The Therapeutic Power of Uncertainty
Something counterintuitive happens when you admit uncertainty: patients relax. The pressure to have all the answers immediately disappears. Instead of feeling like failures when initial treatments don’t work perfectly, they become curious collaborators.
“I don’t know yet,” followed by “but here’s how we’ll figure it out,” creates a different kind of therapeutic relationship; one built on genuine partnership, not expert authority.
I am absolutely not advocating for abandoning expertise. I still bring my training, knowledge of research, and clinical experience to every interaction. But I hold that expertise as hypotheses to be tested rather than certainties to be proclaimed.
Making Space for Learning
The coalition framework helps here too. I can explain that just as their brain is learning and adapting, our understanding of their specific brain is also evolving. Each medication trial, each therapy session, each mood tracking entry gives us more information about how their particular systems respond.
Sometimes the reward system responds quickly to interventions.

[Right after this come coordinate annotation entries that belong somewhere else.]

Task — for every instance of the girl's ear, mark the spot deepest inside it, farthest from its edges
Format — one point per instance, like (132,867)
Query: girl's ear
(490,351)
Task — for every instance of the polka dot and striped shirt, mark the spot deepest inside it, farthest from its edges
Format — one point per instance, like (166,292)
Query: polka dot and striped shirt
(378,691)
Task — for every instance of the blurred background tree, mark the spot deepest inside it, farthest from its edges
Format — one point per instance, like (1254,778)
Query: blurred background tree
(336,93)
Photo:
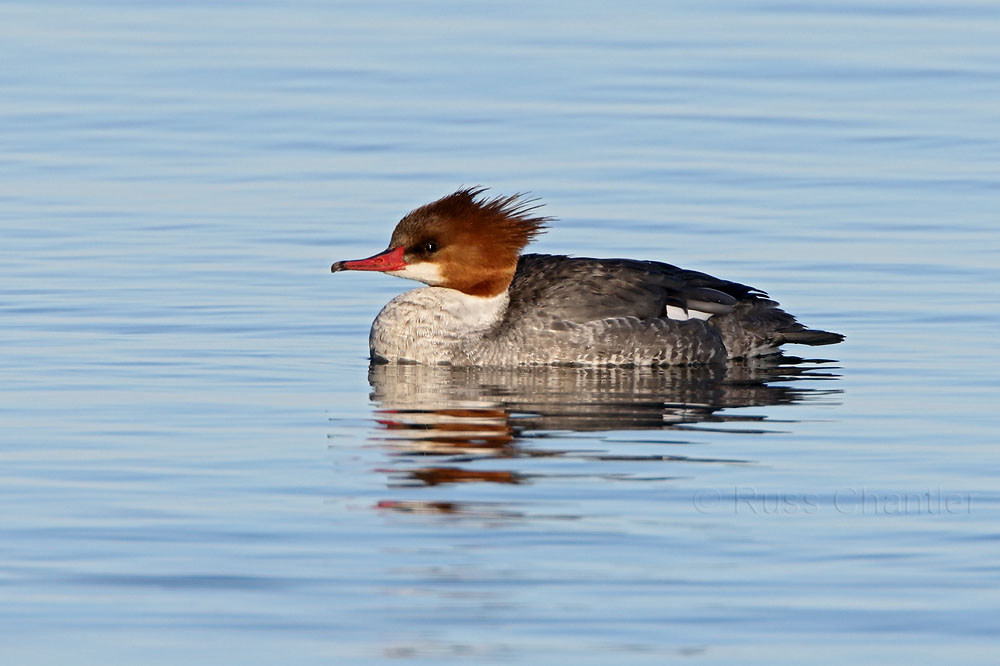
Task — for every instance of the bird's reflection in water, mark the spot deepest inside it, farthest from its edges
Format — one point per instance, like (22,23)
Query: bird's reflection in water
(459,417)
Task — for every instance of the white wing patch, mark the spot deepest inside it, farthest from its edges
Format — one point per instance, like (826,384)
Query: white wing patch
(674,312)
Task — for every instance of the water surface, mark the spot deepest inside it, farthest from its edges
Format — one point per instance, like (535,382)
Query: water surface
(199,465)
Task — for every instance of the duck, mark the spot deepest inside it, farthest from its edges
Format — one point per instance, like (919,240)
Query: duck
(487,304)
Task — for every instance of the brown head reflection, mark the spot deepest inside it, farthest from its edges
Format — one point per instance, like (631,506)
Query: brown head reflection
(445,426)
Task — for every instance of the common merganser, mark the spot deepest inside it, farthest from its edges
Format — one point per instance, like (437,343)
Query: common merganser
(488,306)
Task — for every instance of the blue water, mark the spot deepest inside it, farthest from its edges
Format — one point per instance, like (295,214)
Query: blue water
(198,467)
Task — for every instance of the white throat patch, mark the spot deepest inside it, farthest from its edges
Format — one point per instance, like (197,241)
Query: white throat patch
(425,271)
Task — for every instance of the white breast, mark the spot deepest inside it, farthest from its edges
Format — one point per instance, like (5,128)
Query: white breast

Sometimes the prediction system needs more time and different approaches. Sometimes the executive system needs strengthening before other interventions can be effective.
This framing makes treatment feel less like a series of failures when things don’t work immediately, and more like a systematic exploration of their brain’s unique coalition of systems.
The Practice Transformation
Saying “I don’t know” more often has made me a better psychiatrist. It’s made my patients more engaged in their care. It’s reduced the pressure I felt to have immediate answers to enormously complex questions.
Most importantly, it’s created space for the kind of honest collaboration that actually helps people get better. When patients trust that I’ll tell them what I don’t know, they also trust what I do know.
The three words haven’t made my job easier, but they’ve made it more honest. And in a field where so much remains uncertain, honesty might be the most therapeutic thing we can offer.
Understanding starts with truth. And sometimes, the most powerful thing we can say, clinician or patient, is: “I don’t know yet, but let’s figure it out together.”